Anna ha proseguito gli studi, sua madre l’ha aiutata dal primo istante a crescere quel bambino, ed oggi Andrea è un giovanotto di sei anni, biondo, simpatico, curioso, socievole. Mentre lei  passa cinque giorni su sette in università, lui vive con la nonna e nel fine settimana brama le attenzioni della sua mamma giovane, e non fa che ricordarle che lui la ama. L’innocenza di un bambino che non sa quanto possano essere vere le parole che pronuncia.
Anna è seduta sul letto. Compone il numero di sua madre. Andrea sarà tornato da scuola.
“Mamma!”, è proprio suo figlio a rispondere allegro al telefono.
“Amore mio…”
Anna sente l’irrefrenabile voglia di piangere ancora, ha voglia di tornare a casa ed abbracciare il suo ometto. Sorride felice, però, quel sorriso pieno che solo lui riesce a provocarle.
“Mamma oggi a scuola la maestra ci ha fatto fare la canzone dell’alfabeto, ed io sono stato il più bravo perché la conoscevo già, me l’hai insegnata tu. Tu cosa hai fatto? Hai fatto i compiti? Hai studiato?”
Parla a raffica Andrea, è così diverso da Anna, silenziosa e pacata.
“Bravissimo, Andrea. Io oggi non ho studiato, ho fatto la vagabonda…”
Ho fatto la stupida ed ho abbassato le difese.
“Non ci credo, tu fai sempre tutti i compiti.”
Chiacchierano qualche minuto, Andrea è entusiasta, la nonna oggi lo porta dal barbiere, perché lui è un ometto e deve dare una sistemata ai lunghi capelli ricci. Poi Anna saluta sua madre e le promette che le telefonerà in serata.

Lasciami qui,
Lasciami stare,
Lasciami così: non dire una parola che non sia d’amore.
 
Vittoria è sempre lì accanto a lei. Mangia frenetica le unghie. Anna le rivolge un’occhiata stanca.

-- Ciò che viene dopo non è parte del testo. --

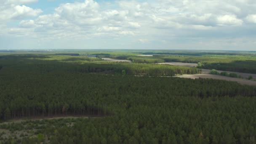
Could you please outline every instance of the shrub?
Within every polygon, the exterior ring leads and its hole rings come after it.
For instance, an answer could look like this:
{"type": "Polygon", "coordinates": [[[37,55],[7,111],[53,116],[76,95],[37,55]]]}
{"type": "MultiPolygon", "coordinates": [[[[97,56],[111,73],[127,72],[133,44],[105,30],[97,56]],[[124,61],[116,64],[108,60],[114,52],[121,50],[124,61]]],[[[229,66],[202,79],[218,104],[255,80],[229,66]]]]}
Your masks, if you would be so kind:
{"type": "Polygon", "coordinates": [[[212,75],[218,75],[219,72],[214,69],[213,69],[210,71],[210,74],[212,75]]]}
{"type": "Polygon", "coordinates": [[[229,77],[237,77],[237,75],[235,73],[230,73],[229,77]]]}
{"type": "Polygon", "coordinates": [[[229,74],[226,72],[221,72],[220,74],[221,75],[223,75],[223,76],[229,76],[229,74]]]}
{"type": "Polygon", "coordinates": [[[248,80],[251,80],[253,79],[253,77],[251,75],[250,75],[249,76],[249,77],[248,77],[248,80]]]}

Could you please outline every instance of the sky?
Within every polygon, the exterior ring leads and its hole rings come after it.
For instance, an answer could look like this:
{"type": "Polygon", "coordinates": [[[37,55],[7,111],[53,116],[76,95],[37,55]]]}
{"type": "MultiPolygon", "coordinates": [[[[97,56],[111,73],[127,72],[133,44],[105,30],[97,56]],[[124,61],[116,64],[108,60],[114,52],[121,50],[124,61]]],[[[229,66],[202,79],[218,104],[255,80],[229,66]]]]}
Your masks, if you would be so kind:
{"type": "Polygon", "coordinates": [[[256,51],[255,0],[0,0],[0,50],[256,51]]]}

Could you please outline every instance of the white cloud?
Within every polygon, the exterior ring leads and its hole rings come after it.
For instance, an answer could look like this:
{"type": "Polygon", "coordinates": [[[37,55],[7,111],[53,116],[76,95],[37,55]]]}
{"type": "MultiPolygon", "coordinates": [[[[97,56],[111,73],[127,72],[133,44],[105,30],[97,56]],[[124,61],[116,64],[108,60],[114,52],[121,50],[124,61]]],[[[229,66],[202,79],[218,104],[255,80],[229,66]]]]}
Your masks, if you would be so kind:
{"type": "Polygon", "coordinates": [[[226,15],[219,16],[217,18],[218,24],[220,25],[240,26],[243,21],[237,18],[234,15],[226,15]]]}
{"type": "Polygon", "coordinates": [[[246,19],[249,22],[256,24],[256,14],[248,15],[246,16],[246,19]]]}
{"type": "Polygon", "coordinates": [[[5,1],[3,3],[4,4],[0,6],[0,21],[2,21],[0,23],[37,16],[43,12],[40,9],[34,9],[24,5],[19,5],[36,1],[32,0],[5,1]]]}
{"type": "Polygon", "coordinates": [[[256,36],[250,29],[256,26],[249,24],[256,23],[254,0],[120,0],[107,4],[85,0],[61,4],[48,14],[24,5],[37,1],[4,1],[0,5],[0,34],[31,36],[40,41],[56,39],[64,43],[95,39],[107,43],[123,39],[149,47],[153,45],[148,40],[164,41],[161,43],[170,47],[171,43],[186,40],[198,44],[204,38],[256,36]],[[19,24],[8,26],[13,21],[19,24]]]}
{"type": "Polygon", "coordinates": [[[149,42],[149,40],[148,39],[139,39],[139,40],[142,43],[147,43],[149,42]]]}

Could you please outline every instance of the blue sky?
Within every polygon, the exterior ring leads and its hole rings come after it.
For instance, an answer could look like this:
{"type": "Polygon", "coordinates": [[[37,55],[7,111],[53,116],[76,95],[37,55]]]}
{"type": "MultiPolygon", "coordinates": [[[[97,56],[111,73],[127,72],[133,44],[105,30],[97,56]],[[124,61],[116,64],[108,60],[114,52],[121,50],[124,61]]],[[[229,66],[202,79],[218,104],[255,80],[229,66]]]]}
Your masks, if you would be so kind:
{"type": "Polygon", "coordinates": [[[254,0],[0,2],[0,49],[256,51],[254,0]]]}

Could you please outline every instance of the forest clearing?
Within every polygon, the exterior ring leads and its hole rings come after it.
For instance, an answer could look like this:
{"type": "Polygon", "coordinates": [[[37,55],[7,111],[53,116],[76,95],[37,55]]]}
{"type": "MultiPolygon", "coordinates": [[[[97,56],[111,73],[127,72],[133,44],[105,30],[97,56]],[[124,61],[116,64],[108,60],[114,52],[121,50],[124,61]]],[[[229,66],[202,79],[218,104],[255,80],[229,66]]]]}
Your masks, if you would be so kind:
{"type": "Polygon", "coordinates": [[[215,75],[210,74],[195,74],[195,75],[178,75],[176,77],[182,78],[188,78],[192,79],[195,79],[199,78],[212,78],[213,79],[225,80],[227,81],[232,81],[237,82],[243,85],[256,85],[256,81],[248,80],[246,79],[243,79],[239,78],[230,77],[215,75]]]}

“Senti, non posso mentirti. Marco mi ha chiamata e Francesco è a pezzi. Devi spiegargli tutto.”, le dice d’un fiato.
“Portatemelo qui.”
Non crede di averlo detto sul serio. Eppure per una volta, dopo anni ed anni, ha deciso di raccontare tutto, di parlare di Andrea con qualcuno che non sia Vittoria, o sua madre.
Chiude gli occhi e forse si addormenta. Le sembra siano passati cinque minuti, ma quando li riapre la stanza è buia. Fuori piove ancora. Sente delle chiacchiere in cucina. Si alza lentamente, e scalza raggiunge gli ospiti.
Vittoria è seduta a gambe incrociate sul divano, regge la testa con le mani ed ha gli occhi abbattuti e le occhiaie marcate. Un ragazzo, sarà Marco, le siede di fronte, la osserva dal tavolo e quando sente i passi di Anna di alza in piedi, fa per dire qualcosa, ma se ne pente e si risiede, toccandosi le labbra.
Francesco è in piedi, appoggiato alla finestra. Il suo respiro ha appannato il vetro. Ha un’espressione rigida. Teso. Si volta lentamente. Sembra arrabbiato e spaesato. Anna non sa come abbia fatto Vittoria a convincerlo ad andare a casa sua.
Si guardano fissi negli occhi. Di istinto, Anna, poggia una mano sulla maniglia della porta dietro a lei. Si regge. Sa che potrebbe cadere.
Con un cenno debole della testa gli impone di seguirla. Lui abbassa lo sguardo, e senza più guardarla le si avvicina. Le passa davanti, e l’ultima cosa che lei vede, prima di chiudere la porta che dividerà lei e Francesco dagli ospiti in cucina, è lo sguardo spaventato e preoccupato di Vittoria.

È tutto quello che io ho,
E non è ancora finita.
 
http://www.youtube.com/watch?v=vrvVskFZkJ0
 
NOTE DELLA (PSEUDO)AUTRICE:
Solo una cosetta: il live che ho allegato, in forma acustica a doppia voce è la cosa più bella che Giovanni Lindo Ferretti potesse mai fare. Ed è la mia canzone.